The analysis uses the local Olist CSV files in the data folder. The joins were checked at the order level before making delivery claims.

table	rows	columns
orders	99441	8
customers	99441	5
items	112650	7
payments	103886	5
reviews	100000	7

check	value
Rows in raw orders table	99441
Rows after order-level joins	99441
Delivered orders with actual and estimated delivery dates	96470
Delivered orders with delivery dates and reviews	96470
Orders with missing customer state after join	0
Delivered rows with negative delivery days	0

Caveats And Assumptions

This is observational analysis. It shows a strong association between late delivery and bad reviews, but it does not prove that delivery is the only cause of dissatisfaction.
Review score is used as the customer satisfaction measure.
The analysis excludes non-delivered, canceled, unavailable, and still-in-progress orders.
If an order has multiple review rows, the report uses the average review score for that order.
The dataset does not include internal logistics root causes, so the next management step is operational diagnosis.

AI + Human Audit

What Codex helped with:

Built the RMarkdown structure and data joins.
Generated the ggplot2 visualizations.
Applied the Wes Anderson color palette and heat-style bar gradients.
Added verification checks for row counts, joins, date parsing, and missing values.
Rewrote the report into a board-ready narrative.

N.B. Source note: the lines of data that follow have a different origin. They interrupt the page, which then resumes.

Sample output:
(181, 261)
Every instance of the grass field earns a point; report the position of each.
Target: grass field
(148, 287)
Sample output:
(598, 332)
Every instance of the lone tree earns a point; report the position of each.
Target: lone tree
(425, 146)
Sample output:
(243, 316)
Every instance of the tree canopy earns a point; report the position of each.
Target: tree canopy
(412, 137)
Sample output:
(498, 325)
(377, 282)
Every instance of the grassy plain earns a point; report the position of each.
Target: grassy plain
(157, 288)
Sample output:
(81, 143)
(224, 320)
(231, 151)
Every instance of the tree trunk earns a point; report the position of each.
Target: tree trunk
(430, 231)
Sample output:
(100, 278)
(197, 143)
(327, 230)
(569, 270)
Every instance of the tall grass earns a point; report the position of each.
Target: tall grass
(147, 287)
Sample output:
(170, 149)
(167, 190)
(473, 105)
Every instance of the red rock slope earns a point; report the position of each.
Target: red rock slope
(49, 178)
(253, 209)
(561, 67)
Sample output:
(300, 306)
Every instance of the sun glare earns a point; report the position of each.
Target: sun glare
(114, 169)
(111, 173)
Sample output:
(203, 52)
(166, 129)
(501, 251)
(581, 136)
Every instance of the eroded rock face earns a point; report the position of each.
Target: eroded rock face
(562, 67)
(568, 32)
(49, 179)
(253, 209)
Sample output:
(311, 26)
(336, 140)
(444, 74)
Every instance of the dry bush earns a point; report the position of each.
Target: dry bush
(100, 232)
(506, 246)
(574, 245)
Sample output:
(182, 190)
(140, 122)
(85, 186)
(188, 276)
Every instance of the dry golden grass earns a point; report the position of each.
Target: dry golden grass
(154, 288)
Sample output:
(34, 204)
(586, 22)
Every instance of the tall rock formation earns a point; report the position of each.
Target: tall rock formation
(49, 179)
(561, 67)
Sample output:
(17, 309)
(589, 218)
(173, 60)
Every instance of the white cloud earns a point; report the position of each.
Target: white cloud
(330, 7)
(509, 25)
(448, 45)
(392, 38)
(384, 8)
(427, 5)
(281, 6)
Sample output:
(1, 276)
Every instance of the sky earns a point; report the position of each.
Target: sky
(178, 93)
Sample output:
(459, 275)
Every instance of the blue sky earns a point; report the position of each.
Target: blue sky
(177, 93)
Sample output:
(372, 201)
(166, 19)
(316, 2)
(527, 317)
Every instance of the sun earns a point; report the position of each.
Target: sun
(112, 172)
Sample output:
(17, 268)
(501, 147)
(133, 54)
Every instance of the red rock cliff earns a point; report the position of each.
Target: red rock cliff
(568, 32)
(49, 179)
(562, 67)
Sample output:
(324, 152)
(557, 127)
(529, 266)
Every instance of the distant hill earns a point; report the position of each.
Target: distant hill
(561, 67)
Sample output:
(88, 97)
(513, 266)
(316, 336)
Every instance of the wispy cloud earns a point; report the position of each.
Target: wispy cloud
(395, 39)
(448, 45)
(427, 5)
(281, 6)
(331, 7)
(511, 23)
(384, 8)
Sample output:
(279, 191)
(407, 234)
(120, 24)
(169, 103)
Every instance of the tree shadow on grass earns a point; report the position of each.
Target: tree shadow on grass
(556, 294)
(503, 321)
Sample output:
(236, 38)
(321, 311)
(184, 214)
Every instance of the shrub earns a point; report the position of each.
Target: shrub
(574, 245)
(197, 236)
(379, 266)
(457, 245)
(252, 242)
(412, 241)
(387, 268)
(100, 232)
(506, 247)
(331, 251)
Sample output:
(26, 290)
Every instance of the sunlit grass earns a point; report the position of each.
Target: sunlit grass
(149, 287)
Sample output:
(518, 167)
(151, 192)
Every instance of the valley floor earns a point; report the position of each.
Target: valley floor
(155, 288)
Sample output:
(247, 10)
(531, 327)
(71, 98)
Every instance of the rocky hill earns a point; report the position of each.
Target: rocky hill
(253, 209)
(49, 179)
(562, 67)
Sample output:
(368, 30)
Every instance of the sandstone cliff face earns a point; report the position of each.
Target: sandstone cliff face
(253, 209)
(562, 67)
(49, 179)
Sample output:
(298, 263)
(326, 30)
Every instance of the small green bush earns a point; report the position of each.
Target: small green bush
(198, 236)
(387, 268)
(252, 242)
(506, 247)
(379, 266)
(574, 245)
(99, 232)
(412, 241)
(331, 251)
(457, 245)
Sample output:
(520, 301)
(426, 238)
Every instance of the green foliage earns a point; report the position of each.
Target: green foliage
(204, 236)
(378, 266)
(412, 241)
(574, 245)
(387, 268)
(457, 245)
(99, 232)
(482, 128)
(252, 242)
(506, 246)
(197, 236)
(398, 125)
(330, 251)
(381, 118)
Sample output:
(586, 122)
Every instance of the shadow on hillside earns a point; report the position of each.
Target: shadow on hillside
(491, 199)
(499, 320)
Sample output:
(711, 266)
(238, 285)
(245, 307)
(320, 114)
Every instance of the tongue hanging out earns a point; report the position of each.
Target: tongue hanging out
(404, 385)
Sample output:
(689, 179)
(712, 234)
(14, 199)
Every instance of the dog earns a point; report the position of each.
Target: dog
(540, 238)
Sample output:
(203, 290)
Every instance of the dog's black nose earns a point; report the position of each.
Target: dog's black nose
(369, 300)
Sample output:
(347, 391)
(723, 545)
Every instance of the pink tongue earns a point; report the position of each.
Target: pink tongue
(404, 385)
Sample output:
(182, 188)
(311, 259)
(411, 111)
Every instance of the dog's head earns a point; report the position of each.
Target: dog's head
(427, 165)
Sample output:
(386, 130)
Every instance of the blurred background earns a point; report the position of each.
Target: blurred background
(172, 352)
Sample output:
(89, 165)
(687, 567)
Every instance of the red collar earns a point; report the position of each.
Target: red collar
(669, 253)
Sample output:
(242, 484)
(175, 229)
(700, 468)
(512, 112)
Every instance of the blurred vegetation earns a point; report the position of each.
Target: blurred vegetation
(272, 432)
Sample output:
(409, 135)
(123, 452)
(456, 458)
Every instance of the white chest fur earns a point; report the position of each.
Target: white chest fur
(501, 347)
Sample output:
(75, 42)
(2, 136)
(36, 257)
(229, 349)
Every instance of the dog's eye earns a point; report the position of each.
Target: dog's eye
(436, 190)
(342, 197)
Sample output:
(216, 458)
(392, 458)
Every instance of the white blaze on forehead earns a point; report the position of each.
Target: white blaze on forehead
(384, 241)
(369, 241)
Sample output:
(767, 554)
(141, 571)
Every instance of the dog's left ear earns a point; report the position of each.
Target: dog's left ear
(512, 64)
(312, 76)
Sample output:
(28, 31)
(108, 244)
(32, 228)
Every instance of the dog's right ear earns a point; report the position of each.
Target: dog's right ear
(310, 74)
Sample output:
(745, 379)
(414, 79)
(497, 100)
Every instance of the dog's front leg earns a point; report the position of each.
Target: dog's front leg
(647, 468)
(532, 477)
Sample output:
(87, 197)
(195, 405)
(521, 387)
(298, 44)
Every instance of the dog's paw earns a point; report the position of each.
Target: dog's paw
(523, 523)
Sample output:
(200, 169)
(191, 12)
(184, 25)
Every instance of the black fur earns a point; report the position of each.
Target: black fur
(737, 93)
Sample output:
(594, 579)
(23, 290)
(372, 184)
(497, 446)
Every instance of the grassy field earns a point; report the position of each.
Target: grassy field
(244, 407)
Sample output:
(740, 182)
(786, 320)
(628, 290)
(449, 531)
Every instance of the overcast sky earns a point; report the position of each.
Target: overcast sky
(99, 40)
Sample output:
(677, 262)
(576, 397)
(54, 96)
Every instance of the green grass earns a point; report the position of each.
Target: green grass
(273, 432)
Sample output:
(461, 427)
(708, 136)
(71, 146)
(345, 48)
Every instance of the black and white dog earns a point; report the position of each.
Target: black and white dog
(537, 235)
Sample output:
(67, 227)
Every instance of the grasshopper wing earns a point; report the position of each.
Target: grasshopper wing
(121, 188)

What the human chose or should verify:

The final business question and recommendation.
Whether “late” should mean any delivery after the estimated date or only delays above a larger threshold.
Whether the board should focus nationally or on a specific state, seller group, carrier group, or product category.
Whether the visual story is clear enough for the target audience.

What remains uncertain:

The dataset does not contain internal logistics causes, so it cannot identify the exact operational owner of each delay.
The dataset does not directly measure product defects or returns.
The data is historical and should not be treated as current Olist marketplace performance.